A few weeks back I found out that a contract I have fulfilled for a company for over 10 years will no longer continue. They have restructured the company and joined forces with another firm. That other firm already had an in house position that does what I did on contract. I'm not hurt at all by this emotionally, in the sense that it's not a personal thing against me. I have many other things that can fill in the time I spent doing the work, but I and my family have come to depend on that income. On the other hand the loss is devastating. We have been working with others from religious leaders to real estate agents and an attorney, even many close friends and family in order to find a way to keep our home. The challenge is formidable. We have basically been told that in order to get started with any assistance we must first miss a few house payments. This is a hard thing to do. If we make the payments we have no money for food, clothing, gas, medical... If we don't we lose good standing with our creditor. We take a hit in our credit and possibly the opportunity or ability to buy another home if we loose this one. We are receiving assistance now, until we can formulate a plan of action. We have tried to work with our bank but it doesn't look promising. Yet, with all of this (and believe me it is quite the burden to bare) it seems easy to be thankful for what I have. The reason is my Savior Jesus Christ. He is offloading the pressure of this and other burdens to where I can bare it. Otherwise I would be crushed under it's weight. I am so thankful for what He (Jesus Christ) has done for me and my family. We will be fine. Everything will work out. in the future I'll look back at this day and will be thankful for this trial and that I was able, with Christ's help, to endure it. Thank you!

Wednesday, August 1, 2012

Quality Time = Great Family

It just seems time slips by so quickly. Well, that is when you don't want it to. There are always those situations we get in where time doesn't seem to go fast enough.

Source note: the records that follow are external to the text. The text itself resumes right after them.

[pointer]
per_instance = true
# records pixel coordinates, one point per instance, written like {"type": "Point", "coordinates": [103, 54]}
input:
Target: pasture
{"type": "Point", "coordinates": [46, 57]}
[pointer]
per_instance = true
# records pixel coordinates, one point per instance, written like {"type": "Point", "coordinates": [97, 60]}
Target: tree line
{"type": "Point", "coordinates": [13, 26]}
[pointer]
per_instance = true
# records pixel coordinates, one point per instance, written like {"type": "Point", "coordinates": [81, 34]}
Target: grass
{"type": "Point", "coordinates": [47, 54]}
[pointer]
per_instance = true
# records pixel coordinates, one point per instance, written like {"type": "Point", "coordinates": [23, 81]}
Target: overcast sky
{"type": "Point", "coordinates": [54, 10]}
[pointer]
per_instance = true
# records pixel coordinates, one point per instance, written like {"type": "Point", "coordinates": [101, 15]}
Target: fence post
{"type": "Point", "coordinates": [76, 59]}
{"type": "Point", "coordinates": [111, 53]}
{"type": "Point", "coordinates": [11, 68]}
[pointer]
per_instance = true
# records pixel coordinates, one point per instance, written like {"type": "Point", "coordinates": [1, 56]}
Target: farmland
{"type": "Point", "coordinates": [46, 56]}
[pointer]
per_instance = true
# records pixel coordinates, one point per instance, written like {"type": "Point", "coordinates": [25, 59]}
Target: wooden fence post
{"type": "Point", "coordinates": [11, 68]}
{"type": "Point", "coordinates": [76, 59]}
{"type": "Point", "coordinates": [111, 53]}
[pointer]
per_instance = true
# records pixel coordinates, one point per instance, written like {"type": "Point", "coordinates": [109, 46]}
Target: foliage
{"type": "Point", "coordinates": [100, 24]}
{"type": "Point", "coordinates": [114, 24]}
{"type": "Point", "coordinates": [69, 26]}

I see my kids growing up so fast. Almost 14 years ago my fist was born. I can still see her tiny, beautiful self, as if she were just born.

At times it seems I can't wait for them to get older and more responsible. Then it happens! All you want then is more time with how they were. How they would run to, you when you got home, with their big bright smiles. The innocent looks on their face when you know they've been mischievous. Their angelic likeness when sleeping.

It hurts to see the innocence the world seems to steal away from them as they get older. Yet, to see them overcome the worldly is a prize to be cherished. Simple small steps, in the right direction - the right decisions and choices being made - Whether or not we choose to, we all have the responsibility to better ourselves. When great steps of improvement, whether big or small, are seen in your child it brings joy to your heart.

I am still learning the Time principle. Children require time. Family requires time. The more quality time spent with your family, the more positive experiences you will have with them, and the better quality your relationships with them will be. Sometimes it's difficult to give our time. It's hard when we want it for ourselves. At times it can be extremely difficult to be selfless, and many times it's easier to be selfless to those not as close to us as our family. That's interesting isn't it! It can be more difficult to get along with those we love the most, then with a friend, acquaintance or even a stranger. Time is required of us and if we let it slip away we are left with the pang of regret. Looking into the eyes of those who grew up and into the past of what was missed. I am trying to give more selfless time. It's a struggle sometimes, but it's worth it.

I love me children and my beautiful, wonderful wife that brought them into this world. What a blessing and miracle they are. I am so very thankful for them.